Additional imaging with magnetic resonance or computed tomography is normally
not necessary to diagnose cardiac tamponade, but can be used as second-line
imaging in cases of complex or loculated effusions and evaluation of associated
or extracardiac diseases or findings. Depending on the underlying cause of the
pericardial fluid, lab test and analysis of the pericardial fluid can supply
diagnostics. However, most effusions are transudate and do not yield the
underlying cause, but it is good practice to analyse the pericardial fluid for
white blood cell count, haematocrit, malignant cells and protein content
[14,15].
Treatment
When
tamponade is present or threatened, clinical decision making requires urgency,
and the threshold for pericardiocentesis should be low. The treatment of
cardiac tamponade is drainage, preferably by needle paracentesis with the use
of echocardiographic or another type of imaging, such as fluoroscopy [14,16].
The needle tip is evident on imaging, and imaging can thus be used to identify
the optimal point to perform the centesis [17]. Imaging guidance allows the
operator to select the shortest and safest route to the effusion. Open surgical
drainage is normally not necessary, but based upon local preference and
experience, and is desirable if intrapericardial bleeding is present, when
there is a clotted pericardium and if needle centesis is difficult or
ineffective. Treatment should be individualised, and thoughtful clinical
judgement is essential. Patients with large effusions with minimal or no
evidence of haemodynamic compromise may be treated conservatively with careful
follow-up and monitoring, and therapy aimed towards the underlying cause. Thus,
patients with apparently idiopathic pericarditis and mild tamponade could be
treated for a period with non-steroidal anti-inflammatory drugs (NSAID) and
colchicine in the hope that the effusion will shrink. The same approach or
strategy could be performed in patients with connective tissue or inflammatory
diseases. Unfortunately, there are no proven effective medical therapies to
reduce an isolated effusion. In the absence of inflammation, NSAID, colchicine
and corticosteroids are generally not effective [14]. Pericardiocentesis alone
may be necessary for the resolution of large effusions, but recurrences are
also common, and surgical pericardiectomy or less invasive options (i.e.,
pericardial window) should be considered whenever fluid reaccumulates, becomes
loculated, coagulopathy is present, or biopsy material is required [14].

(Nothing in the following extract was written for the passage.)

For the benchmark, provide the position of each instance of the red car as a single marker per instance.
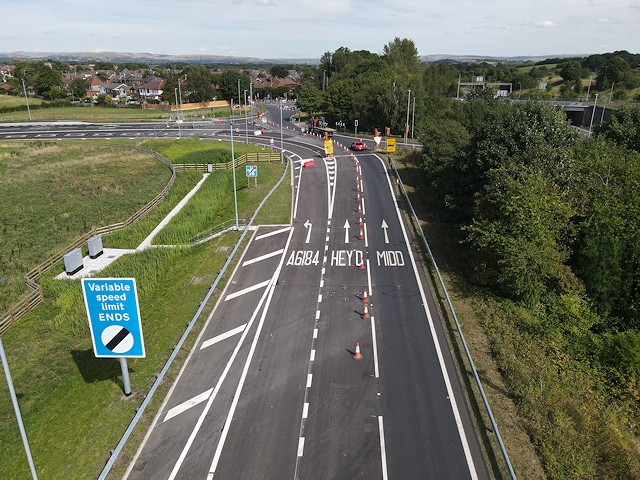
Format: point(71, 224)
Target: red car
point(358, 146)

Loculated effusions due to bleeding are difficult to drain sufficiently with a
closed approach, whereas surgical drainage affords the opportunity to correct
the source of the bleeding.
Once
tamponade is diagnosed, management should be orientated toward urgent
pericardiocentesis. Preparing the pericardiocentesis, intravenous hydration and
positive inotropes can be used temporarily, but should not be allowed to
substitute for or delay pericardiocentesis. The risk and benefits of needle
centesis should be considered in patients with anticoagulation therapy or if
coagulopathy is present. Mechanical ventilation should be avoided due to a
further decrease in cardiac output [16]. In case of cardiac arrest due to
tamponade, external cardiac compression has limited or no value because there
is little room for additional filling [18].
A triage
system has been proposed by the ESC Working Group on Myocardial and Pericardial
Diseases in order to guide the timing of the intervention and the possibility
of transferring the patient to a referral centre [1]. This triage system is
essentially based on expert consensus and requires additional validation in
order to be recommended in clinical practice.